Extended Data Fig. 4. Low avidity T cells specific to four additional neoantigens from two different tumor models are less exhausted than high avidity T cells.

(A) The proportion of TIM3 positive cells, the MFI of TIM3, the proportion TOX positive cells, the MFI of TIM3 in the TOX⁺ cells, and the proportion of cells expressing TIM3 in the TOX⁺ cells in low and high avidity GTF2b^MUT specific CD8⁺ TIL are shown in individual panels as indicated. (B-D) Proportion of exhausted (PD1 + TIM3 + ) TRIB3^MUT, PRPF19-1^MUT and STFLYFSFF-specific CD8 T cells of low and high avidity (left figure of each panel) and the MFI of TIM3 (right figure of each panel) are shown. (E) The proportion of low and high avidity STFLYFSFF-specific CD8 T cells isolated from 21 day old MC38-FABF tumors that express stem-like (TCF1 + LY108 + ) (left) or exhausted (PD1 + TIM3+) (right) markers. Each point in (B-D) represents technical replicates of samples pooled from many individual mice and each point in (A,E) represents biological replicates. P-values for two-tailed paired t-tests (A,E) and two-tailed unpaired t-tests (B-D) are indicated. Source data

Extended Data Fig. 5. Methodology for identifying pure populations of CD8 TILs.

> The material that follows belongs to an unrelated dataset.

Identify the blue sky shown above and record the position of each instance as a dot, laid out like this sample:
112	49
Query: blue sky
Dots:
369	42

(A) A flow chart indicating the pre-processing of sequencing data for experiments described in Fig. 2 are shown. Briefly, FastQ files obtained from single cell sequencing of low, medium, and high avidity CD8⁺ TIL are processed by cellranger multi to give three outputs: gene expression, TCR sequences, and CITE-Seq. Quality control methods are used to filter low quality cells and irrelevant genes from the gene expression portion. (B) A UMAP of the filtered cells labeled with clusters from unbiased clustering based on gene expression is shown. Clusters 0,1,3,4, and 8 are highlighted and chosen for subsequent analyses due to their significantly higher expression of T cell related genes. (C) UMAPs depicting gene expression of Cd8b1 (left), Cd3e (middle), and Trac (right) for all cells after filtration is shown. RNA velocity (obtained by the ratio of spliced and un-spliced gene expression reads), TCR sequences, and CITE-Seq are then incorporated into the isolated clusters from B for further analyses. (D) The nine most enriched Gene Ontology Terms for differentially expressed genes in low (blue) and high (red) avidity Ag* CD8 + TIL obtained as in Fig. 2g are shown. (E, F) Representative flow plots demonstrating the gating strategy for Stem-Like (F), Eff-Exh (E), Term-Exh-1(E), and Term-Exh-2 (E) cells for the analysis in Fig. 2j.

Extended Data Fig. 6. TCR avidity shapes the phenotype and differentiation of CD8 TILs.

(A) A dot plot depicting the normalized mean expression (color intensity) and proportion (circle size) of cells expressing indicated genes in KM_1 and KM_2. (B, C) Velocity stream plots depicting the inferred differentiation, based on each cell’s RNA velocity and transcriptome, of KM_1 (B), and KM_2 (C) are shown.

Extended Data Fig. 7. High avidity human CD8 TIL express higher levels of CD8A and TRAC than low avidity human CD8 TIL.

A violin plot illustrating the distribution of CD8A (A) and TRAC (B) expression in low and high avidity human TIL from the PanCancer TIL atlas, as determined by the Avidity Score, is shown. P-values from differential gene expression analysis via the DESeq2 algorithm are indicated above the violin plots for each comparison.